Richard Rowntree, managing director of mortgages at Paragon Bank, said: “HMOs used to be dogged by a reputation for poor quality housing, but that perception is shifting as landlords upgrade stock and meet the changing demand from tenants.

“Tenants will no longer accept poor quality; they want broadband, bathrooms, and better-quality furnishings.”

Demand for higher speed broadband had increased over the past year (56%), while a significant proportion of tenants were seeking larger rooms (39%), ensuite bathrooms (53%) and better-quality furnishings (39%).

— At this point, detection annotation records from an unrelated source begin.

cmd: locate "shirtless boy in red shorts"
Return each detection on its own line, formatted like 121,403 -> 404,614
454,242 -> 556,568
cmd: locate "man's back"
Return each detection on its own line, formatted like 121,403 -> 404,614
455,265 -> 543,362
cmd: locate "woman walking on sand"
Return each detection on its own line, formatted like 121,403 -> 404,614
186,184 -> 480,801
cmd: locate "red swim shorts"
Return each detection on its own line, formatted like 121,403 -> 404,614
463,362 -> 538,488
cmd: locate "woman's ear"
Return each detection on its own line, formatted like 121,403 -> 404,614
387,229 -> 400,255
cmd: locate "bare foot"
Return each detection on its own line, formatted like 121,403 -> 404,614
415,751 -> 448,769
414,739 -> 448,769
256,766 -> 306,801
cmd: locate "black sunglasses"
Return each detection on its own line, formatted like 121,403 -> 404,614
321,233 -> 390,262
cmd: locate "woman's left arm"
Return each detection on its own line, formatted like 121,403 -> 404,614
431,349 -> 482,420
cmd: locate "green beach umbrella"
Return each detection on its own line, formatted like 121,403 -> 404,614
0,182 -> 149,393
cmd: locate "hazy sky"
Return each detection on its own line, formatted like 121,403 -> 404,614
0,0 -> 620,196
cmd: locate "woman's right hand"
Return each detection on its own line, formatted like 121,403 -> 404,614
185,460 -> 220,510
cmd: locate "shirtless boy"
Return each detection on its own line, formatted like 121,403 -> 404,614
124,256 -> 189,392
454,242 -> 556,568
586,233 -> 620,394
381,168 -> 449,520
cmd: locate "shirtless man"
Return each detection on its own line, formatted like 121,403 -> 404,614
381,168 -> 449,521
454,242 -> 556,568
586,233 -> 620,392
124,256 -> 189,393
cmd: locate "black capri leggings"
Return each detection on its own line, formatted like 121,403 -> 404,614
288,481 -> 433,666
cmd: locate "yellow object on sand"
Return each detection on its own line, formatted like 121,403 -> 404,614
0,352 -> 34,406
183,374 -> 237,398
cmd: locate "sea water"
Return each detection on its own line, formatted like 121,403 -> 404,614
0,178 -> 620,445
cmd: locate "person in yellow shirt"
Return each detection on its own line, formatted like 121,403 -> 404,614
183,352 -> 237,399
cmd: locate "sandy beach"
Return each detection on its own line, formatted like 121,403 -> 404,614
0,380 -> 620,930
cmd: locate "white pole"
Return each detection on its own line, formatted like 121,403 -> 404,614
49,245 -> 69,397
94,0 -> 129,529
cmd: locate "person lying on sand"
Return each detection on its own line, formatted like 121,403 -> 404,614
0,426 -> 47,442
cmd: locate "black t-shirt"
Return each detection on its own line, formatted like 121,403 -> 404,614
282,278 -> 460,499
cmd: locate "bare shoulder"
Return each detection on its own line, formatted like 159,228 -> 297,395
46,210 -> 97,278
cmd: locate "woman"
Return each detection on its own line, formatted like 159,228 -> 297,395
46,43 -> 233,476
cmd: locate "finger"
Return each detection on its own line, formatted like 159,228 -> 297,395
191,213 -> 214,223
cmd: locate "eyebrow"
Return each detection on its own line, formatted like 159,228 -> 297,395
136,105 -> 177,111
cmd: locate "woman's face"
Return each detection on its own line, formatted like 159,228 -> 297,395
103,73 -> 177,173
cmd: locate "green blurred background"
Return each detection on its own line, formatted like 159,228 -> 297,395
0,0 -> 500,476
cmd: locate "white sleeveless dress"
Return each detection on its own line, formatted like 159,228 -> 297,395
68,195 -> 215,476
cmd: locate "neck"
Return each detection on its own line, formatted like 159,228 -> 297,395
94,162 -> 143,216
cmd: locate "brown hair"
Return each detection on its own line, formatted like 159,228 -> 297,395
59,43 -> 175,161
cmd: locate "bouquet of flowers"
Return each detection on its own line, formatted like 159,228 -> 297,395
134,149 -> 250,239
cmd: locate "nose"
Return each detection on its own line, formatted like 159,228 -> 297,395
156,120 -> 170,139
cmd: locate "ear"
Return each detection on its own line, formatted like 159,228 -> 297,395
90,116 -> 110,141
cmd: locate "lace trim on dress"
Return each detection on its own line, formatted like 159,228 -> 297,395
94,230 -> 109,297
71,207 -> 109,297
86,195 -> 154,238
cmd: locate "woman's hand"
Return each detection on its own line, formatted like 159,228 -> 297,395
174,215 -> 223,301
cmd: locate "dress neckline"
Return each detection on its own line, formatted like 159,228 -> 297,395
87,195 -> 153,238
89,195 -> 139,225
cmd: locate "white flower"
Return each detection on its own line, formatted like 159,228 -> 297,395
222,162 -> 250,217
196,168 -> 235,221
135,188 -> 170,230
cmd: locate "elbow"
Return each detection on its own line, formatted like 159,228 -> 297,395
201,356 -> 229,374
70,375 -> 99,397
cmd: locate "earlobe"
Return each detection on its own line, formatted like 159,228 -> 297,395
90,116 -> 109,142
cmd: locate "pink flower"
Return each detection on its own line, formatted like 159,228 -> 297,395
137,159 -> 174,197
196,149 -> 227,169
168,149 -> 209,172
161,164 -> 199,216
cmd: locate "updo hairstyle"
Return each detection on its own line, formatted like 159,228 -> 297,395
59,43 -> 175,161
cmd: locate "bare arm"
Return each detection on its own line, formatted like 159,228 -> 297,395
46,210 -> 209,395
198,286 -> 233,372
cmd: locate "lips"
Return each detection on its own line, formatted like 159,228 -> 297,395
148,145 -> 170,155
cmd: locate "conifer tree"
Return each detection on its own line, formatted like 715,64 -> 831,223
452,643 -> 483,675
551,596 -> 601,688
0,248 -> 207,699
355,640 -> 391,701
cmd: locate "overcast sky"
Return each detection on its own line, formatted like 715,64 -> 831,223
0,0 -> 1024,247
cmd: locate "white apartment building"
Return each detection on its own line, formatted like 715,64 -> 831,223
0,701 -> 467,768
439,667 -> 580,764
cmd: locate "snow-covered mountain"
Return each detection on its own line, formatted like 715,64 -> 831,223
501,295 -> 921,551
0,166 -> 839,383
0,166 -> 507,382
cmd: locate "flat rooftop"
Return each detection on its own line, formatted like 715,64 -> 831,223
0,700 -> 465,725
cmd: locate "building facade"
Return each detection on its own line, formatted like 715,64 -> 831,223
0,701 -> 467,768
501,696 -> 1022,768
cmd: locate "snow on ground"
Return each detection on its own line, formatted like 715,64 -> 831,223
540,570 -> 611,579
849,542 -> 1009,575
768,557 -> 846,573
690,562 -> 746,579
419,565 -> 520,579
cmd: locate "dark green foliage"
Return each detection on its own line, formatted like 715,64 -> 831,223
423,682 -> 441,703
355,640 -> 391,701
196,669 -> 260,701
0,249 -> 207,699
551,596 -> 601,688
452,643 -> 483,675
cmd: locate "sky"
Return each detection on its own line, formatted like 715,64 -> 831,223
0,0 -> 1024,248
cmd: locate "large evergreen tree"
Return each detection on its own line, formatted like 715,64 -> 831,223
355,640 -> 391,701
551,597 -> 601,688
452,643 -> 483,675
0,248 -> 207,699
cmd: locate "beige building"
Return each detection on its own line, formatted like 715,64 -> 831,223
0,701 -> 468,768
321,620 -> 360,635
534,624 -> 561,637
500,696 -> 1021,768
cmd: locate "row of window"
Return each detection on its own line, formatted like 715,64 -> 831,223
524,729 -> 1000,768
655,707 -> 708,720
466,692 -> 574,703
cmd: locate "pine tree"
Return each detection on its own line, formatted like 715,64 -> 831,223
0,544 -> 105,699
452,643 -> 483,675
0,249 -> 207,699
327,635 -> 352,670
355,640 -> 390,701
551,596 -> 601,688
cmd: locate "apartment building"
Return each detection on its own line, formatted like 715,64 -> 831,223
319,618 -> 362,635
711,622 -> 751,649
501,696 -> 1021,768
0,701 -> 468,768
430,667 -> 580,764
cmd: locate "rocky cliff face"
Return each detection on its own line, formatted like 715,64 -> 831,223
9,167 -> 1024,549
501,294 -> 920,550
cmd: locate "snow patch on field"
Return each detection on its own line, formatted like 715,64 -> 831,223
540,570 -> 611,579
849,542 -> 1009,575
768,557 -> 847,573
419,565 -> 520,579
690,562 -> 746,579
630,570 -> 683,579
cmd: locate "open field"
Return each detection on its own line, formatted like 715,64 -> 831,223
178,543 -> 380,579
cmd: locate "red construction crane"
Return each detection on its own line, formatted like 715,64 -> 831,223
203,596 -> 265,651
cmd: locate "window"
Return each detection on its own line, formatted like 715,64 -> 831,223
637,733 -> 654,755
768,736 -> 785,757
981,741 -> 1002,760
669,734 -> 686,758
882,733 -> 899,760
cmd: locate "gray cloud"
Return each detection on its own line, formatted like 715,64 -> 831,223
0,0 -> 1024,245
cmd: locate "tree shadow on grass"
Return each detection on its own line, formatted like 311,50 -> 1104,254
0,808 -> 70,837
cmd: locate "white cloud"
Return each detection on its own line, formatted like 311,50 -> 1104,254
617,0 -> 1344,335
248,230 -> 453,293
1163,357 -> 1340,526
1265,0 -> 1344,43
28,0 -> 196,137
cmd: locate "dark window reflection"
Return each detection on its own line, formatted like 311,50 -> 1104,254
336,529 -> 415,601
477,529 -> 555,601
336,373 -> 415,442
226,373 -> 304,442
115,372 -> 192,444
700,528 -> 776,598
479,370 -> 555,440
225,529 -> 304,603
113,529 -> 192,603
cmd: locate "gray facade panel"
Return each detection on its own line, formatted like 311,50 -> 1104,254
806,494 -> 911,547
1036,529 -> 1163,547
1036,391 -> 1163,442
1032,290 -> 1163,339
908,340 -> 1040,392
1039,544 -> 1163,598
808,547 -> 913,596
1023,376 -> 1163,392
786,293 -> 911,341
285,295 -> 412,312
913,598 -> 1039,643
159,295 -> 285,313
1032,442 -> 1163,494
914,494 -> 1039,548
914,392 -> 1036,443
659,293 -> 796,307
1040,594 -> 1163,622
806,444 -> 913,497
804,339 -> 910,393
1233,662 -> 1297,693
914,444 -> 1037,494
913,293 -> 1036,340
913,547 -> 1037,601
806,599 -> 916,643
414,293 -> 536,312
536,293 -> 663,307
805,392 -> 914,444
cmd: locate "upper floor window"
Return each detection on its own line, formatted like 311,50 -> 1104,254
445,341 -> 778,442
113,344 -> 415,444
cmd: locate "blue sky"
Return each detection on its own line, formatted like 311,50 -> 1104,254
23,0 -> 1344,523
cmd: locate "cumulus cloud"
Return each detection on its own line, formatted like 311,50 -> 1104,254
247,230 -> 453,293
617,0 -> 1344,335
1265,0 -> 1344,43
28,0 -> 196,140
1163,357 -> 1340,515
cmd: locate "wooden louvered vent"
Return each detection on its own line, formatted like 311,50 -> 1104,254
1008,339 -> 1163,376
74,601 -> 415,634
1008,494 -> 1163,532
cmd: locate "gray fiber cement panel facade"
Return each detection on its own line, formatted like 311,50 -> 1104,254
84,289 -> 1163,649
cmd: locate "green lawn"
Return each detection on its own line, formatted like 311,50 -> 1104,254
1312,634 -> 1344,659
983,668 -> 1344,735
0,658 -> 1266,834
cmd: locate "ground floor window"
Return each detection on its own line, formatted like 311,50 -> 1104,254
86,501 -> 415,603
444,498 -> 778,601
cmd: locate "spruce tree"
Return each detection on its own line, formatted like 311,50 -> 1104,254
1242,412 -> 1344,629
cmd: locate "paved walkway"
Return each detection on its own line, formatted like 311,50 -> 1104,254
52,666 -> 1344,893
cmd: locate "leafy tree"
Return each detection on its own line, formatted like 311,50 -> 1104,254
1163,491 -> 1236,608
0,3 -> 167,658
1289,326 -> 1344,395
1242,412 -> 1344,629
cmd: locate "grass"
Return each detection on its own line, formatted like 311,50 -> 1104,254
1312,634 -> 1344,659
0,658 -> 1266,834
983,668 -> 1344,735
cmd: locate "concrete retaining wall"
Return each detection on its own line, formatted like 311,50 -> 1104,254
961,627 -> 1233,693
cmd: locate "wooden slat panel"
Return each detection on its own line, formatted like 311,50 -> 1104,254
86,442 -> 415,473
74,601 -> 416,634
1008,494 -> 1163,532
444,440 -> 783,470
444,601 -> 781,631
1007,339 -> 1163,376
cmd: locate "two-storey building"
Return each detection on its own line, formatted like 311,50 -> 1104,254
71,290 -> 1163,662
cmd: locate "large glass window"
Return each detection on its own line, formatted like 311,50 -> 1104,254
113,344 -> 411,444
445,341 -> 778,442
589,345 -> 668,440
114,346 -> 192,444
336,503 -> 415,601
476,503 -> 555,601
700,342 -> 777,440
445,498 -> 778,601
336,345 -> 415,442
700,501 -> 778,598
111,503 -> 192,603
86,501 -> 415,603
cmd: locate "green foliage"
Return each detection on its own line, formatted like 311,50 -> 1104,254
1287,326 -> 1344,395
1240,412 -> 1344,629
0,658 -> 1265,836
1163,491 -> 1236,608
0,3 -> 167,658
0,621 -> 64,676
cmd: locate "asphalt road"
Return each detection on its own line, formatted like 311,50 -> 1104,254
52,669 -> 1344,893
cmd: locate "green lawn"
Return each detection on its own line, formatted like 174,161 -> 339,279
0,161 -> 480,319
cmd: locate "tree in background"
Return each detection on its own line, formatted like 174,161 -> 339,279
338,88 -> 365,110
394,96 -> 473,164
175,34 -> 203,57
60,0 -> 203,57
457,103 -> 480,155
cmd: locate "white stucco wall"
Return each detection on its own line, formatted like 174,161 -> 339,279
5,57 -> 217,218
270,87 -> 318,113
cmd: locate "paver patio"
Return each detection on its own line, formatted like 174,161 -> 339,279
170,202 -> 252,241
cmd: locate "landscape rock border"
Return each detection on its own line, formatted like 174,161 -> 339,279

Some 35% of landlords said tenants were also asking for office facilities to enable working from home.

Paragon argued that the investment case for HMOs is compelling, as 47% of landlords with an HMO said they offered better rental yields than other residential rental property. Some 40% said HMOs offered better financial protection from voids.

Rowntree added: “We saw strong growth in demand from landlords to acquire HMOs during the pandemic.

“This may reflect the wider shortage in rental property with tenants opting for a room in a shared home because one- or two-bedroom properties are in short supply.

“Tenants also like the flexibility and social nature of HMOs, particularly if they are renting with friends.”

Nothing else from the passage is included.